C#, Async, Limits, oh my!
C#, Async, Limits, oh my!
In that session Bill and Jon describe (in great detail) the state machine that the C# compiler generates when it compiles async code involving the await keyword. When the Async CTP was released this state machine was one of the first things I noticed when I was reflecting through some generated code. I too noticed the type of the state variable (int) and wondered, at the time, if that would be an issue. All the information Bill, Jon and I portray is what we’ve learned from reflection, none of this is “insider information”.
Some background: a state machine is generated for each method that uses the await keyword. It manages weaving back-together the asynchronous calls that you so lovingly linearly describe in an async method. The state machine not only weaves together the various “callbacks” that it generates, but it also (now) manages the state changes of the data being modified between and by asynchronous calls. Wonderfully complex stuff.
The state variable is basically an enum of the various states between async calls that the generated code can be in. I won’t get into too much detail about that (you should have gone Codemash like all the other cool people 🙂 but needless to say having a “limit” on the number of states a method can be in sounds a bit scary.
Of course Jon, at one point, brought the same thing up in the session about the “int” state variable. This reminded me that I wanted to look into it further—not because I wanted to break the compiler (directly) but to know what the limits are, if any.

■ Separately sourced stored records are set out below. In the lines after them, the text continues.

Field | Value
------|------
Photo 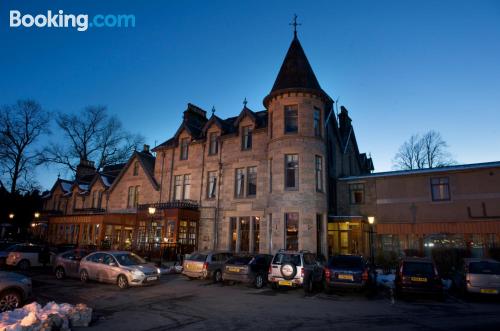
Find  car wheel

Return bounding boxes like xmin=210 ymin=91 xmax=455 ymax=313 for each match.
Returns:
xmin=17 ymin=260 xmax=30 ymax=271
xmin=0 ymin=290 xmax=23 ymax=313
xmin=255 ymin=274 xmax=264 ymax=288
xmin=116 ymin=275 xmax=128 ymax=289
xmin=80 ymin=270 xmax=89 ymax=283
xmin=304 ymin=276 xmax=314 ymax=293
xmin=56 ymin=267 xmax=66 ymax=279
xmin=214 ymin=270 xmax=222 ymax=283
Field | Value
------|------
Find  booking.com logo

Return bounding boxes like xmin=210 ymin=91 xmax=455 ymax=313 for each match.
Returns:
xmin=10 ymin=9 xmax=135 ymax=32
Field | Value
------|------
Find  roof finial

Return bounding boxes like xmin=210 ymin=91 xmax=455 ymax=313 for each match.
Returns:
xmin=289 ymin=14 xmax=302 ymax=38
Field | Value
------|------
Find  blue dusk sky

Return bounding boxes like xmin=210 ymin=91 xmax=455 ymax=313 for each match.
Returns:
xmin=0 ymin=0 xmax=500 ymax=188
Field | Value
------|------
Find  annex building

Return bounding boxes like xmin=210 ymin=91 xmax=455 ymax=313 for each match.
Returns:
xmin=44 ymin=33 xmax=500 ymax=256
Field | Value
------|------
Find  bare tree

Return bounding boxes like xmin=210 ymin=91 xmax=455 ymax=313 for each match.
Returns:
xmin=0 ymin=100 xmax=50 ymax=193
xmin=422 ymin=130 xmax=455 ymax=168
xmin=393 ymin=130 xmax=455 ymax=170
xmin=393 ymin=135 xmax=425 ymax=170
xmin=43 ymin=106 xmax=144 ymax=171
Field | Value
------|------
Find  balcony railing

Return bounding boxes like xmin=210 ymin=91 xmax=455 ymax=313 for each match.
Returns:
xmin=137 ymin=200 xmax=199 ymax=210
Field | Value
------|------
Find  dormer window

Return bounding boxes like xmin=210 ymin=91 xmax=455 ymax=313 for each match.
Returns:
xmin=285 ymin=105 xmax=299 ymax=133
xmin=313 ymin=107 xmax=321 ymax=137
xmin=133 ymin=161 xmax=139 ymax=176
xmin=180 ymin=138 xmax=189 ymax=160
xmin=241 ymin=126 xmax=252 ymax=151
xmin=208 ymin=132 xmax=219 ymax=155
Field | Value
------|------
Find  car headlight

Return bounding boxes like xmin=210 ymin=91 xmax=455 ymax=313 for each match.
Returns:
xmin=131 ymin=269 xmax=144 ymax=278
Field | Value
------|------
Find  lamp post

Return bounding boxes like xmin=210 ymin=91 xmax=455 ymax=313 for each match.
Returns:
xmin=368 ymin=216 xmax=375 ymax=265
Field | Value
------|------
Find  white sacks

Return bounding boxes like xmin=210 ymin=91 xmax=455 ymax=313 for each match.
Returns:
xmin=0 ymin=302 xmax=92 ymax=331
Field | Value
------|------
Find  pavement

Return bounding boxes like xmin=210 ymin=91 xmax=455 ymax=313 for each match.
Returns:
xmin=23 ymin=273 xmax=500 ymax=331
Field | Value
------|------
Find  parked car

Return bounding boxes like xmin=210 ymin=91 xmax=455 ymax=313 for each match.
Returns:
xmin=457 ymin=259 xmax=500 ymax=295
xmin=80 ymin=251 xmax=161 ymax=289
xmin=182 ymin=251 xmax=233 ymax=282
xmin=0 ymin=271 xmax=31 ymax=312
xmin=222 ymin=254 xmax=273 ymax=288
xmin=268 ymin=250 xmax=323 ymax=292
xmin=395 ymin=258 xmax=443 ymax=298
xmin=6 ymin=244 xmax=50 ymax=270
xmin=323 ymin=255 xmax=376 ymax=292
xmin=0 ymin=242 xmax=19 ymax=267
xmin=53 ymin=249 xmax=95 ymax=279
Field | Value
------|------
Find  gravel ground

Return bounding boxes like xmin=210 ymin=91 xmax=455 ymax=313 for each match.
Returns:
xmin=26 ymin=273 xmax=500 ymax=331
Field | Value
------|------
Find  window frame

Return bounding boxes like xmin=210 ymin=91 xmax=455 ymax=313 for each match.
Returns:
xmin=430 ymin=176 xmax=451 ymax=202
xmin=179 ymin=138 xmax=189 ymax=161
xmin=241 ymin=125 xmax=253 ymax=151
xmin=349 ymin=183 xmax=366 ymax=205
xmin=284 ymin=154 xmax=300 ymax=191
xmin=283 ymin=104 xmax=299 ymax=134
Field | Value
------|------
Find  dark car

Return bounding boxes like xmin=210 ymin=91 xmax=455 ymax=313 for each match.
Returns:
xmin=53 ymin=249 xmax=92 ymax=279
xmin=222 ymin=254 xmax=273 ymax=288
xmin=395 ymin=258 xmax=443 ymax=298
xmin=323 ymin=255 xmax=376 ymax=292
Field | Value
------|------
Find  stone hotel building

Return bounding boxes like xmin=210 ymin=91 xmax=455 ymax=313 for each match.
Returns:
xmin=44 ymin=33 xmax=500 ymax=255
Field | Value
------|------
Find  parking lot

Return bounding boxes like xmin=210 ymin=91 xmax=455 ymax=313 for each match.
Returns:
xmin=22 ymin=270 xmax=500 ymax=330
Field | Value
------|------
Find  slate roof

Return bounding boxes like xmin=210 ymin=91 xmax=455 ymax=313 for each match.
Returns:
xmin=271 ymin=36 xmax=322 ymax=93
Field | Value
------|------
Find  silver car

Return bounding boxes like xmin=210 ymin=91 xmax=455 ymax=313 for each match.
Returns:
xmin=464 ymin=259 xmax=500 ymax=295
xmin=182 ymin=251 xmax=233 ymax=282
xmin=80 ymin=251 xmax=160 ymax=289
xmin=0 ymin=271 xmax=31 ymax=312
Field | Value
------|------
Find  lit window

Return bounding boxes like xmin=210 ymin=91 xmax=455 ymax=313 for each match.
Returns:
xmin=431 ymin=177 xmax=450 ymax=201
xmin=285 ymin=105 xmax=299 ymax=133
xmin=207 ymin=171 xmax=217 ymax=199
xmin=247 ymin=167 xmax=257 ymax=196
xmin=241 ymin=126 xmax=252 ymax=150
xmin=208 ymin=132 xmax=219 ymax=155
xmin=180 ymin=138 xmax=189 ymax=160
xmin=349 ymin=184 xmax=365 ymax=205
xmin=314 ymin=108 xmax=321 ymax=137
xmin=234 ymin=168 xmax=245 ymax=198
xmin=285 ymin=154 xmax=299 ymax=190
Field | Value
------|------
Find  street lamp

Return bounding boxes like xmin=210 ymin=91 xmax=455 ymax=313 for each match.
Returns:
xmin=368 ymin=216 xmax=375 ymax=265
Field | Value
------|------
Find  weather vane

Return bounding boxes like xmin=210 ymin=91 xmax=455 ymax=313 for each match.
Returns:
xmin=289 ymin=14 xmax=302 ymax=37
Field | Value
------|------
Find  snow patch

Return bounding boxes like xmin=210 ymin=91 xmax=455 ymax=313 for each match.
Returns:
xmin=0 ymin=301 xmax=92 ymax=331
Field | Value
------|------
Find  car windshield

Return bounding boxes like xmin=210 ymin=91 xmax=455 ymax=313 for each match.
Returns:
xmin=403 ymin=262 xmax=434 ymax=276
xmin=328 ymin=256 xmax=363 ymax=269
xmin=188 ymin=253 xmax=207 ymax=262
xmin=113 ymin=253 xmax=146 ymax=266
xmin=469 ymin=262 xmax=500 ymax=275
xmin=226 ymin=256 xmax=254 ymax=265
xmin=273 ymin=253 xmax=301 ymax=265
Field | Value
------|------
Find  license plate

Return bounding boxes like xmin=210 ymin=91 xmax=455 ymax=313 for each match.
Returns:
xmin=338 ymin=274 xmax=354 ymax=280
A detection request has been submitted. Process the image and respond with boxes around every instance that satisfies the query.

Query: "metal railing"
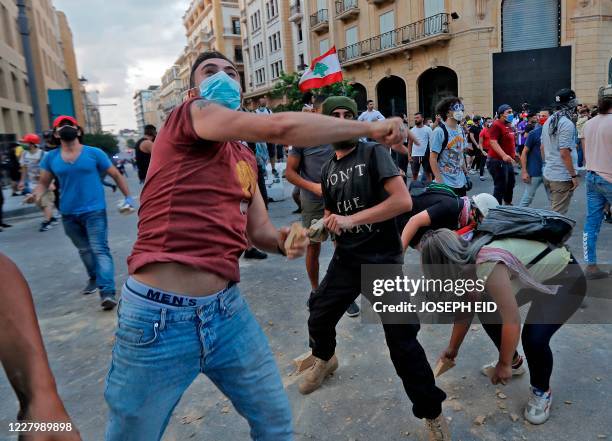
[336,0,359,15]
[289,3,302,16]
[310,9,329,28]
[338,12,449,63]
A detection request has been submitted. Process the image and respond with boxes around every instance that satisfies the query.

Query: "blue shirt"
[525,126,544,178]
[40,145,112,214]
[431,126,467,188]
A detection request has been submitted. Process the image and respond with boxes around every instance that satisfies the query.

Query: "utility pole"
[16,0,43,133]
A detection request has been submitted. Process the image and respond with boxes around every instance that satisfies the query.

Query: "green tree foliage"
[83,133,119,156]
[270,72,357,112]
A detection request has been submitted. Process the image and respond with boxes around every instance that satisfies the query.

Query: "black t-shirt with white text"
[321,142,402,263]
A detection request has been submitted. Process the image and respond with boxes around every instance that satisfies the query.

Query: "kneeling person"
[299,97,450,440]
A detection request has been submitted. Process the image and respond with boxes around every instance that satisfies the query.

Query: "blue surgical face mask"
[200,71,240,110]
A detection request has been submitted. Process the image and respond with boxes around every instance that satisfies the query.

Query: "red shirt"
[488,119,516,159]
[480,127,491,152]
[128,98,257,282]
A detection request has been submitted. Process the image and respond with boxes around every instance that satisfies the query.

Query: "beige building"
[26,0,71,129]
[183,0,244,87]
[134,86,162,134]
[0,0,34,138]
[159,64,183,119]
[57,11,85,127]
[306,0,612,116]
[240,0,310,98]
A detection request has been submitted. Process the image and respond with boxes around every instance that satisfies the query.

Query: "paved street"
[0,167,612,441]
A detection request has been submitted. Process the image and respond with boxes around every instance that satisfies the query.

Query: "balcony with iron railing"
[338,13,451,65]
[336,0,359,21]
[310,9,329,33]
[289,2,303,23]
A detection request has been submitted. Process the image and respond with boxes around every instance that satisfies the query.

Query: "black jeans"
[308,252,446,419]
[478,256,586,391]
[487,158,516,205]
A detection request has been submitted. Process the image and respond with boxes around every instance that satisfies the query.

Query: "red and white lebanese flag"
[298,46,342,92]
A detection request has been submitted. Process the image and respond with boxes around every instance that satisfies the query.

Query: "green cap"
[321,96,357,116]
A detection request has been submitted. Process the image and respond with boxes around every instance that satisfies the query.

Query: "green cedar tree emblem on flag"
[312,63,329,77]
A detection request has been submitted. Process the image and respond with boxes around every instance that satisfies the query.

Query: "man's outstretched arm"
[191,100,410,147]
[0,254,81,441]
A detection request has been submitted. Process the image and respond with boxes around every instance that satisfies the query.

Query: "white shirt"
[410,125,433,156]
[358,110,385,122]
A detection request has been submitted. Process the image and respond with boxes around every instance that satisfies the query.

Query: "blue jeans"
[519,176,546,207]
[104,285,293,441]
[582,171,612,265]
[62,210,115,294]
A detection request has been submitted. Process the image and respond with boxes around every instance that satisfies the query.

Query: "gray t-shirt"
[542,116,576,181]
[289,144,334,201]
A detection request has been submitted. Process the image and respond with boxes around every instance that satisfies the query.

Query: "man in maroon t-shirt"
[487,104,516,205]
[105,52,406,441]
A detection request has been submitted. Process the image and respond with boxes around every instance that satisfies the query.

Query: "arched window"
[502,0,561,52]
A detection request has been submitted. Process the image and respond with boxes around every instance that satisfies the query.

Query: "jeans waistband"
[121,277,235,309]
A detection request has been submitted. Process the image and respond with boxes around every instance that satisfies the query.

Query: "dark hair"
[597,96,612,113]
[145,124,157,136]
[189,51,236,88]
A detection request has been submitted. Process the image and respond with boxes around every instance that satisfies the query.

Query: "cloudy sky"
[53,0,189,132]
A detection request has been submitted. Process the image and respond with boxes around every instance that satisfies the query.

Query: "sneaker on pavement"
[425,414,451,441]
[299,354,338,395]
[524,386,552,424]
[346,302,361,317]
[480,355,525,377]
[81,279,98,295]
[244,247,268,260]
[100,292,117,311]
[119,202,136,214]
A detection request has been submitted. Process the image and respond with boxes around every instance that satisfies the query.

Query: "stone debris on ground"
[474,415,487,426]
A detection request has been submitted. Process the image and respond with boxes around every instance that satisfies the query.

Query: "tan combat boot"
[425,414,451,441]
[299,355,338,395]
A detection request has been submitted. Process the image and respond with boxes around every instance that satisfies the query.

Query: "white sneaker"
[524,387,552,424]
[480,357,525,377]
[119,202,136,214]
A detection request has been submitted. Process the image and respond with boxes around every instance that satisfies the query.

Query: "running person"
[299,96,450,441]
[17,133,57,231]
[429,97,467,196]
[26,116,134,310]
[105,52,400,441]
[421,229,586,424]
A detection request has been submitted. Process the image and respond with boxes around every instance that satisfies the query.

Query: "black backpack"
[476,206,576,267]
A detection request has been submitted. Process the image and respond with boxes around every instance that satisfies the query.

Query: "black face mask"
[57,126,79,141]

A couple of days later while I had some time waiting around at airports on my way home. I thought I’d test my theory. If you follow me on Twitter you probably saw some of my discoveries in real time. For those of you who didn’t, here’s an aggregation of what I found.
First of all, the state machine represents the async states a single method can be in. This is represented by a signed int. the only negative value that seems 1 to mean anything is –1, leaving 2,147,483,647 states (or, roughly, await invocations) that can occur in an async method.
First glance, this seems disconcerting. I quickly wrote some code to generate a method with 2,147,483,648 await invocations in it (that’s Int32.MaxValue + 1 for those without OCD). Needless to say, that took a few minutes to generate on my laptop, and I have an SSD (which I’ve clocked at increasing my IO by about 7 times on average). That generated a 45 gigabyte file (one class, one method).
Problems with the type int for the state variable started to seem ridiculous. But, I didn’t stop there.
Now I’m doing everything outside of Visual Studio (VS) from this point on. I’m running the app to generate the code from within VS; but everything else is from the command-line. So, I run CSC on the 45 gig file honestly expecting and internal compiler error. But, what happens is that I get a CS1504 error ‘file.cs’ could not be opened (‘Arithmetic result exceeded 32-bits. ‘). Now, the state variable is 32-bits so, it sounds like that could be the culprit. But, if you look at the error message, it can’t even open the file. I tried opening the file in VS and it told me the file couldn’t be found…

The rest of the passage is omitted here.